Het vernuft onder de motorkap alsmede het innovatieve design hebben de XO geliefd gemaakt bij techneuten. Gebruik makend van het open source OS Unix is OLPC erin geslaagd een operating system te ontwikkelen dat lekker werkt op de 1 Gb geheugen die het apparaat telt. Die 1 Gb bestaat niet uit een harde schijf (slurpt te veel energie) maar uit een flash-geheugen.
Daarbij is het ding gebouwd voor zware omstandigheden, zoals de woestijn van Libië en de bergketens van Peru. Maar er zijn ook tests gedaan in Nigeria en Brazilië.
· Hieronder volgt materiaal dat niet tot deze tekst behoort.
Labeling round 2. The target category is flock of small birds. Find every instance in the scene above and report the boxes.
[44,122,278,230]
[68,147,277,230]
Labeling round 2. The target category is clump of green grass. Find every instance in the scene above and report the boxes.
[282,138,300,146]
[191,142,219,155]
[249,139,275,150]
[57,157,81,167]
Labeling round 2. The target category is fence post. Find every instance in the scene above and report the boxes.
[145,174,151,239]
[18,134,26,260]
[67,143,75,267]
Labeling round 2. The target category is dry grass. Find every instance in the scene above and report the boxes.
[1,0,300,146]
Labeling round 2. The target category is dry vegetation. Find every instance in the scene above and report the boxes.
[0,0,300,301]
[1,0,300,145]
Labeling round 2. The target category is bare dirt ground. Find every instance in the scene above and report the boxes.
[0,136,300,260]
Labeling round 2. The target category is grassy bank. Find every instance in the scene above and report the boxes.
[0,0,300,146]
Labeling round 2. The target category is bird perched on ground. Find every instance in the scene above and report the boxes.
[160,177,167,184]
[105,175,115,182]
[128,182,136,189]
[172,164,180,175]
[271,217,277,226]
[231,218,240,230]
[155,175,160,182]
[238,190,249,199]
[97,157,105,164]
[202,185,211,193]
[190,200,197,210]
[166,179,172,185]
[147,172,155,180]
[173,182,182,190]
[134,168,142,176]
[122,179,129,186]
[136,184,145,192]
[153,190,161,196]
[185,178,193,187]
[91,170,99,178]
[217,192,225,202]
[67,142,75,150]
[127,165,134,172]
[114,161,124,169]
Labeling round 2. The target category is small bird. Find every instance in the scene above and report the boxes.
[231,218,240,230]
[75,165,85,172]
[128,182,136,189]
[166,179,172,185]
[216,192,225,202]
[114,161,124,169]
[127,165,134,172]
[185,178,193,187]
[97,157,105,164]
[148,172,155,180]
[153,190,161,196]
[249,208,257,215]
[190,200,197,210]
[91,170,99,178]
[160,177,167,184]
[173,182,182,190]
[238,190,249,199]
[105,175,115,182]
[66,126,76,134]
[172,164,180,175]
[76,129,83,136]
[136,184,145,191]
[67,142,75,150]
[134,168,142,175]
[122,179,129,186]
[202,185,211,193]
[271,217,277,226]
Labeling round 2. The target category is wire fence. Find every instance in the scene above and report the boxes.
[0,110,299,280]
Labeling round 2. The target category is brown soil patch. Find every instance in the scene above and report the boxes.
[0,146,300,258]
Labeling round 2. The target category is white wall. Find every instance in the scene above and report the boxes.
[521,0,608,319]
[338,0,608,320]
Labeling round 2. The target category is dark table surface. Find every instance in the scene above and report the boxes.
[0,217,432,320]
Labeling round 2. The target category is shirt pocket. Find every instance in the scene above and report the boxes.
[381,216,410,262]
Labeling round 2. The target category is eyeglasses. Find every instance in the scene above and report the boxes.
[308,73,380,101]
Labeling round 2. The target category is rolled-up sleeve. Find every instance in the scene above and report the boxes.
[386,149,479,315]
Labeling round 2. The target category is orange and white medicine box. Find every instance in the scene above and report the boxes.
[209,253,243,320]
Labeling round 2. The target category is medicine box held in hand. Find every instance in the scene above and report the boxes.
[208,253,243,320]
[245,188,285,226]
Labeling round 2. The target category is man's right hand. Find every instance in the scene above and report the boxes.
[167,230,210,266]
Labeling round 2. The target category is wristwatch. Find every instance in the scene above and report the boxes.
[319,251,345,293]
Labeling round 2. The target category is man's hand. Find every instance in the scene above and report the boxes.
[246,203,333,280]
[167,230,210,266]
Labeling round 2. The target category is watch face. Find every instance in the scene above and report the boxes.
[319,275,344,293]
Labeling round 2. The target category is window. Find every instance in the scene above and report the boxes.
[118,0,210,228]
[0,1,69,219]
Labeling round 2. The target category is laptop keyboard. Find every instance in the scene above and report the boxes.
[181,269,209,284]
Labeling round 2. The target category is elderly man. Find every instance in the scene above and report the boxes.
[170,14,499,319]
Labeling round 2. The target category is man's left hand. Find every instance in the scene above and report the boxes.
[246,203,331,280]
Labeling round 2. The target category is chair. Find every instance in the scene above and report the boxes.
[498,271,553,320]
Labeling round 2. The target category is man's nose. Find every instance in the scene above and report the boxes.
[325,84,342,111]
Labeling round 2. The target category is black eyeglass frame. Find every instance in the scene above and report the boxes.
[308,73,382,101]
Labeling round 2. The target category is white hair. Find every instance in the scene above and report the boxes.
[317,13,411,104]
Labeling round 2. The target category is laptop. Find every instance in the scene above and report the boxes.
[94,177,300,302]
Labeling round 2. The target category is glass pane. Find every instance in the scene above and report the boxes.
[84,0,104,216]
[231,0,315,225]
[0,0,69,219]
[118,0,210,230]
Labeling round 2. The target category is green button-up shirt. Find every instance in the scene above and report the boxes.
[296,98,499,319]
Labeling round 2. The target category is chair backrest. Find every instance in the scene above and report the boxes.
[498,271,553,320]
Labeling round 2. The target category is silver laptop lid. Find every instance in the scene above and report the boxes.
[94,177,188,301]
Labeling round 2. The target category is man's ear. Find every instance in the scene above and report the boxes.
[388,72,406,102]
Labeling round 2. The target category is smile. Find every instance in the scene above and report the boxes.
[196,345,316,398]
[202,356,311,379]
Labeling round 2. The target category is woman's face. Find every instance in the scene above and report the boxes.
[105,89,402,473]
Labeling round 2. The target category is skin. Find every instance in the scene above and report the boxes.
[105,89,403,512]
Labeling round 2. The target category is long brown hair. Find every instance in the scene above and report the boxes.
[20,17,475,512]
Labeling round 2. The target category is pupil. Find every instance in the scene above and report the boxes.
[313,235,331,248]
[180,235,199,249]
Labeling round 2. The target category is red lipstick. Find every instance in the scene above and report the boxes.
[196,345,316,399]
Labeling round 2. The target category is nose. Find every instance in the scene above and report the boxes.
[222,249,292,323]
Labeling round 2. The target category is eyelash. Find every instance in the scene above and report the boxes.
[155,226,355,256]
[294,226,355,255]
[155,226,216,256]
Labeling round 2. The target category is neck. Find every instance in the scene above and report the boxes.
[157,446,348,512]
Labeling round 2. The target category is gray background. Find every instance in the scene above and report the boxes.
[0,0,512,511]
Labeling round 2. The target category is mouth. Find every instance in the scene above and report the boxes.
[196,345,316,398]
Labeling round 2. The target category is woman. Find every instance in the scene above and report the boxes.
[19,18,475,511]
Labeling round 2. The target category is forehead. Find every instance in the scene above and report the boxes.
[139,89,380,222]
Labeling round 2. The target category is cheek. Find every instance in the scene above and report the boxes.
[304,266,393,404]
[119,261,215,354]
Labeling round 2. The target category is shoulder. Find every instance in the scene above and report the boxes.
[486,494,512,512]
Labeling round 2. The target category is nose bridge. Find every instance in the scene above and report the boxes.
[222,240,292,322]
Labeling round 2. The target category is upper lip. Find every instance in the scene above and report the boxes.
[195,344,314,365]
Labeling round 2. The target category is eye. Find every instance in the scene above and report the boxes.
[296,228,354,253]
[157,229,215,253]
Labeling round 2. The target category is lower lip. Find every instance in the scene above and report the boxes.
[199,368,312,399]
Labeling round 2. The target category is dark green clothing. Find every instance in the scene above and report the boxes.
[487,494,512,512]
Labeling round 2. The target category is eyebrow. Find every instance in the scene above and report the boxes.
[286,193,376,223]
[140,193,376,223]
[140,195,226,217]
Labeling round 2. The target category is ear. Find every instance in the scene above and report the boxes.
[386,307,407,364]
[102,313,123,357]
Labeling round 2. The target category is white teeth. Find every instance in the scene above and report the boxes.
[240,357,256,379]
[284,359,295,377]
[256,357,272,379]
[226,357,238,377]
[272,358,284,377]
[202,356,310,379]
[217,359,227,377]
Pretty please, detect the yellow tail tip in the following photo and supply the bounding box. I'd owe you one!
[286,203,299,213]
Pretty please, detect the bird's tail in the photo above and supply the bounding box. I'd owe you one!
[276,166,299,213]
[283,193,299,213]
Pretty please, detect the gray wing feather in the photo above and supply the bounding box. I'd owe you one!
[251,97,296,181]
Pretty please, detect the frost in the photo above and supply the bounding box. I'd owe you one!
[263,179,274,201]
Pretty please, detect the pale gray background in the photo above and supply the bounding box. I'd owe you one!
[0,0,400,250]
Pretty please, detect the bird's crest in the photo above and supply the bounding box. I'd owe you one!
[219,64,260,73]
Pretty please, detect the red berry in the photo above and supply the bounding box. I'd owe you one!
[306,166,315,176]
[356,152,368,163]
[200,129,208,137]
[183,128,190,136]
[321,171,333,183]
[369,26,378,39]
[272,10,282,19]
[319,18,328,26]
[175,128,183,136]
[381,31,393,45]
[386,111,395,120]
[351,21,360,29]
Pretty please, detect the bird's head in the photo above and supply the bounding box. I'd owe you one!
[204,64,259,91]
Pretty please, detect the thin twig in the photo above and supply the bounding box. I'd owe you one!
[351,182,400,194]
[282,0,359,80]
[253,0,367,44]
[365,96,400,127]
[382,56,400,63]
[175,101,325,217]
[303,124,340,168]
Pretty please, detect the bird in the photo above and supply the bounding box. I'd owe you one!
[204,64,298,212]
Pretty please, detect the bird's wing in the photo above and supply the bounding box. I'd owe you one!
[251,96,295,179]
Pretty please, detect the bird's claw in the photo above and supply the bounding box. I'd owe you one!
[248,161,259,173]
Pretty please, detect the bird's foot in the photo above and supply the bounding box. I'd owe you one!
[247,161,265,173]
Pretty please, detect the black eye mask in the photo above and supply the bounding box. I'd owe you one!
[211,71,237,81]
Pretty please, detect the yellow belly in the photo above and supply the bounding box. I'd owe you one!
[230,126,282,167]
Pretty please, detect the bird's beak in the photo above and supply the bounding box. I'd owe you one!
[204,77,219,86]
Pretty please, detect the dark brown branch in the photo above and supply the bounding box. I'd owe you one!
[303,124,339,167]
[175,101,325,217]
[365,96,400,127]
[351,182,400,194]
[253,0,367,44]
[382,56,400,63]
Het ding lijkt alle extreme omstandigheden het hoofd te kunnen bieden. Zo heeft de XO een ombouw die waterproof is. Maar het meest bijzondere eraan is dat hij 100% energie-efficiënt is en geen elektriciteit nodig om ‘m op te laden. Opladen kan met de hand (via voetpomp of trektouw) of via zonne-energie.
Daarbij is het scherm van de XO zo gemaakt dat het ook in fel zonlicht te gebruiken is. “Voor talloze kinderen zal de XO hun eerste boek zijn. Wij willen hen die typische eerste boek-ervaring geven”.
Konijnenoren
Galadima uit Nigeria testte de XO en draagt 'm sindsdien op haar hoofd
Een van de opmerkelijke eigenschappen van de XO zijn de twee wifi-antennes, ook wel konijnen-oren genoemd. De twee antennes zijn goed voor ruim een verdubbeling van de normale wifi-afstand. Een test in Australië heeft OLPC geleerd dat de twee antennes met gemak een afstand van twee kilometer overbruggen.
Maar waarschijnlijk hebben de laptops die afstand lang niet nodig. Want alle XO’s zijn automatisch lid van een
mesh-netwerk, waarin elke machine behalve laptop ook
router is. Als er dus één XO aanstaat in de buurt van een internet-verbinding (meestal te vinden bij een school) kunnen alle andere laptops die verbinding delen. De XO het verst van de school verwijderd zal de traagste verbinding hebben. En is er geen internetverbinding, dan kunnen de XO’s in ieder geval onderling data, audio of video met elkaar uitwisselen.
Bestellingen
Quanta in Taiwan, ’s wereld grootste laptopbouwer, zal de 800 onderdelen die één XO telt gaan assembleren. De productie van één machine kost op dit moment 176 dollar. 75 dollar gaat naar het moederbord, 30 naar mechanische onderdelen, 60 naar LCD, wifi, batterij en camera, 10 naar overheid en 1 naar belastingen. Quanta houdt per stuk ongeveer drie dollar winst over, wat aanzienlijk minder is dan wat het bedrijf aan reguliere computers verdient.
Het is de bedoeling het apparaat aan regeringen van ontwikkelingslanden te verkopen voor niet meer dan 100 dollar. Hoeveel extra landen inmiddels hebben toegezegd deel te nemen aan het OLPC-programma, wil de organisatie nog niet bekend maken.